Оказалось, что рассказать обо всем Джейн было намного сложнее, чем представлял себе Поль. Сначала он совсем забыл, что в этот вечер они были приглашены на коктейль, очень для нее важный. Его поздний приезд она встретила ледяным молчанием, а его предложение не пойти на этот коктейль грубо отвергла. Потом сам коктейль, который, вместе со скромным ужином, продолжался целый вечер. И, наконец, легкий ужин дома, который дополнил мизерную закуску в гостях и не предоставил возможности для сообщения такой новости. И Поль решил подождать, пока они не лягут спать. Но Джейн сразу же закуталась в одеяло, демонстрируя свое намерение тут же уснуть. Пришлось перенести откровение на следующий день.
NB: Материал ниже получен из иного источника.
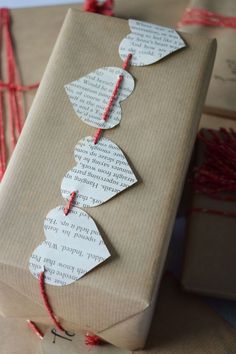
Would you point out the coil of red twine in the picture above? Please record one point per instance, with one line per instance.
(216, 176)
(198, 16)
(14, 89)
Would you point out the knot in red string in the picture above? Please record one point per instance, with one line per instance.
(106, 8)
(5, 16)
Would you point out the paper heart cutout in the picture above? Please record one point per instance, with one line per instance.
(102, 171)
(148, 43)
(73, 247)
(90, 95)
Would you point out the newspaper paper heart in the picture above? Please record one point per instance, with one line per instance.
(102, 171)
(73, 247)
(148, 43)
(90, 95)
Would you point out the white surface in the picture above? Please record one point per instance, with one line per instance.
(91, 93)
(102, 172)
(33, 3)
(73, 247)
(149, 43)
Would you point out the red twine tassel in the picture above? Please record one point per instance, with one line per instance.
(106, 8)
(216, 177)
(197, 16)
(14, 88)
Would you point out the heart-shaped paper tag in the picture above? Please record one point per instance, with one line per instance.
(73, 247)
(90, 96)
(149, 43)
(102, 171)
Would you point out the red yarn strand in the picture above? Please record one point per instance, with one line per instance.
(197, 16)
(14, 89)
(216, 176)
(70, 202)
(92, 340)
(35, 329)
(94, 6)
(47, 303)
(112, 99)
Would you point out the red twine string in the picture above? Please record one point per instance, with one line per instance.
(216, 176)
(70, 202)
(47, 303)
(113, 97)
(15, 90)
(35, 329)
(197, 16)
(106, 8)
(92, 340)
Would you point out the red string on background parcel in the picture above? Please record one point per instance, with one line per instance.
(14, 89)
(113, 97)
(197, 16)
(106, 8)
(216, 176)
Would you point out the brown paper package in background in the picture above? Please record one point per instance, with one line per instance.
(210, 260)
(116, 300)
(221, 98)
(182, 324)
(35, 30)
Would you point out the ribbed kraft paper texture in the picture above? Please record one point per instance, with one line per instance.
(157, 132)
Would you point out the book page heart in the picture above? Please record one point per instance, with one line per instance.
(72, 248)
(102, 171)
(148, 43)
(90, 94)
(55, 342)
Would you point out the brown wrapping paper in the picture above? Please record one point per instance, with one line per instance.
(17, 338)
(35, 30)
(221, 95)
(210, 248)
(182, 324)
(116, 300)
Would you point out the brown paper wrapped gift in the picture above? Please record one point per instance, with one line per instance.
(221, 95)
(182, 324)
(35, 30)
(116, 300)
(210, 248)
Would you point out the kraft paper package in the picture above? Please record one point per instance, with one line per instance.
(221, 95)
(182, 324)
(34, 31)
(209, 251)
(115, 300)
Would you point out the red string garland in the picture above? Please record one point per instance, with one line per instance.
(113, 97)
(14, 89)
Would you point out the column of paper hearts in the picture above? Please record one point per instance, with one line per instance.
(73, 245)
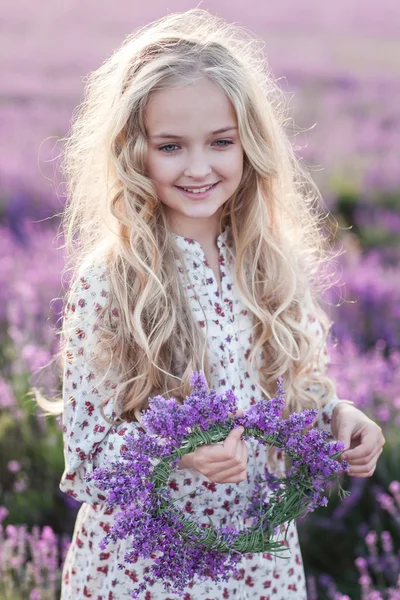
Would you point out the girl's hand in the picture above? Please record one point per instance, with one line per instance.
(362, 437)
(221, 463)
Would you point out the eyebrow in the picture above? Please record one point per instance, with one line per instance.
(180, 137)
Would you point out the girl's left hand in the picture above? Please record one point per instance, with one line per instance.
(362, 437)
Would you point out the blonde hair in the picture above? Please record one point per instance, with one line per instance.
(276, 234)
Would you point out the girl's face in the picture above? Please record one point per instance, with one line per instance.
(186, 149)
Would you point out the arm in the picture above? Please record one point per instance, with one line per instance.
(327, 410)
(89, 439)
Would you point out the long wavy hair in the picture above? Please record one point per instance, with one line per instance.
(276, 226)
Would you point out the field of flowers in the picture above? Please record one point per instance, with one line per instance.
(340, 63)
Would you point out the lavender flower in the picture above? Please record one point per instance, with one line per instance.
(157, 529)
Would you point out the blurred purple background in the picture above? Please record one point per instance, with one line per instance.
(340, 64)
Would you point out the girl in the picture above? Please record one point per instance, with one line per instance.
(196, 247)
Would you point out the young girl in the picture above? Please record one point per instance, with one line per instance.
(196, 246)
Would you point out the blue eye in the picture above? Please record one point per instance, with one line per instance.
(167, 146)
(164, 148)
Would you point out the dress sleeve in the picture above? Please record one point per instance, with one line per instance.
(313, 325)
(90, 440)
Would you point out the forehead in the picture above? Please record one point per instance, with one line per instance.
(184, 110)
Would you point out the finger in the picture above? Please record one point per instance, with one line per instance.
(227, 451)
(230, 443)
(239, 461)
(366, 448)
(229, 476)
(362, 474)
(363, 461)
(238, 413)
(364, 470)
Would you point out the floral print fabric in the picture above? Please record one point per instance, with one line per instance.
(90, 441)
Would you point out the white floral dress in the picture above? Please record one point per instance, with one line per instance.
(89, 441)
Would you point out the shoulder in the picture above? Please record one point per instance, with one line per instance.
(89, 291)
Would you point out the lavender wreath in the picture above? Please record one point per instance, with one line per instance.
(182, 547)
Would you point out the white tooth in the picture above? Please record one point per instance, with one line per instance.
(198, 191)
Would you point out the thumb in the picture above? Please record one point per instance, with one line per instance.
(344, 435)
(234, 435)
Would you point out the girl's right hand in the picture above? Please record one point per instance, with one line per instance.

Характер Джейн формировался в условиях, совершенно чуждых для Саксоверов, и. самыми важнейшими из них были финансовые дела, ибо, если в семье Саксоверов деньги составляли лишь побочный «продукт», который, казалось, вырастал сам по себе, то постоянной, заботой ее семьи, сколько она себя помнила, были проценты с капитала, который постоянно уменьшался.
Хоть Джейн и не была такой женой, какую Френсис хотел для своего сына, и он прекрасно понимал, что блестящее положение Саксоверов сыграло определенную роль в ее выборе, он, вспомнив все предшествующие варианты, которые его бы еще меньше удовлетворили, сделал хорошую мину. Кроме красивой внешности, Джейн была присуща и самоуверенность. Ее манеры и поведение были именно такими, каких и стоило ожидать от молодой женщины ее положения. И социальные инстинкты ее были хорошо развиты. Не могло быть сомнения в ее способностях: она могла стать весьма приличной женой и способной хозяйкой. К тому же она всегда знала, чего хочет — что тоже говорило в ее пользу.
Несмотря на это, Поль имел все основания, когда говорил, что ни отец, ни сестра не любят Джейн. Хотя они стремились не показывать этого. Но Зефани как-то призналась:
— Извини, папа, я сделала все, что в моих силах, но кажется, будто она и я из разных миров и по-разному смотрим на одни и те же вещи. У меня такое чувство, что она совершенно не думает, а делает все согласно программе, так, словно она не человек, а электронно-вычислительная машина. Она слушает и воспринимает, затем отбирает, соответственно срабатывают барабаны — клац-клац — и ответ готов в виде специального кода, который понятен людям, использующим тот же код.